Marc a juste vingt-et-un ans! Physiquement intact mais, comme tous ses camarades-enfin ceux revenus vivants!-il est détruit, et resté encore là-bas dans sa tête; il a tué nombre d’ennemis mais aussi une famille entièr-père, mère et deux enfant-qui ne voulait pas dénoncer un parent proche… Mark, dépressif et traumatisé à vie, a bien du mal à se réadapter. Il retrouve Chéryl, son petit garçon et sa femme enceinte qu’exaspéré, il tabasse parfois. Elle n’a aucune illusion quant au comportement de son mari: «J’accepte, sans le condamner, tout ce qu’il a fait.» Mais elle est comme indifférente aux obsessions de violence qui l’atteignent. Il y a aussi-mais Cheryll ne connait pas son existence-Nadine, la maîtresse de Mark, divorcée avec trois enfants, très indépendante et féministe, qui a eu le coup de foudre pour lui, et qui, elle aussi, accepte tout aussi de l’ancien marine.

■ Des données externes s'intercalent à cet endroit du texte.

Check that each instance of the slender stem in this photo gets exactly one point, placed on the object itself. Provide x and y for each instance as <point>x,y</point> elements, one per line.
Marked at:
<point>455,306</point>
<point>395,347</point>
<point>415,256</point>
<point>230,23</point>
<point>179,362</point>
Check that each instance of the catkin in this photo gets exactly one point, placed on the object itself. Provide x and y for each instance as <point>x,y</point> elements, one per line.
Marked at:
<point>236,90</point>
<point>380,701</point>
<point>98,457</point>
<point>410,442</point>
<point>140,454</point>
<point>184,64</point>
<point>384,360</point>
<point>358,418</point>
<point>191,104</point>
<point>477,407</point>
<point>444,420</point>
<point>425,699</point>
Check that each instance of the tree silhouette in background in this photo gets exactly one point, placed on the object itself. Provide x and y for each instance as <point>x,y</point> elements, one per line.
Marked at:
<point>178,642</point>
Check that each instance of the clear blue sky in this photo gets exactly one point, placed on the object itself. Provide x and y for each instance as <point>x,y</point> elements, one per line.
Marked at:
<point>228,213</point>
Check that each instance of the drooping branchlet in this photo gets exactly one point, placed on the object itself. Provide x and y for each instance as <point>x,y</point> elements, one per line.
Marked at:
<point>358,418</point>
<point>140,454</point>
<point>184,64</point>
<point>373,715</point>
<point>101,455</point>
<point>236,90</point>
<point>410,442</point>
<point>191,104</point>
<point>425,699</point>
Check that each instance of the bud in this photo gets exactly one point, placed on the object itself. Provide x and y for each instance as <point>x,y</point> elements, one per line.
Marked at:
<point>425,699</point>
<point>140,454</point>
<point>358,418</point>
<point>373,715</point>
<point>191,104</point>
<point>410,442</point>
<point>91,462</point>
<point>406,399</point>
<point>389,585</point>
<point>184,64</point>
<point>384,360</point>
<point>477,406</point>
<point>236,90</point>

Pour Pierre Laville, dans cette pièce: «Tout sonne vrai et l’on entre directement en rapport avec les personnages. Le contexte et les événements que la pièce recompose nous parviennent en pointe sèche, ce qui par sa vérité même, exclut mélo et pathos. Sans ignorer le tragique des choses de la vie et de la guerre, Still Life y prend par fulgurances un air de comédie. »
On veut bien! Mais désolé, malgré de bonnes intentions, le petit tricotage d’Emily Mann de ces trois témoignages avec une bonne dose de théâtre-documentaire qui ne s’assume pas vraiment + une cuiller de de boulevard (le mari, la femme et l’amante avec gentille analyse psychologique)+ une lichette de remise en question des valeurs des Etats-Unis, ne fonctionne pas vraiment. Ces personnages tiennent beaucoup plus de silhouettes…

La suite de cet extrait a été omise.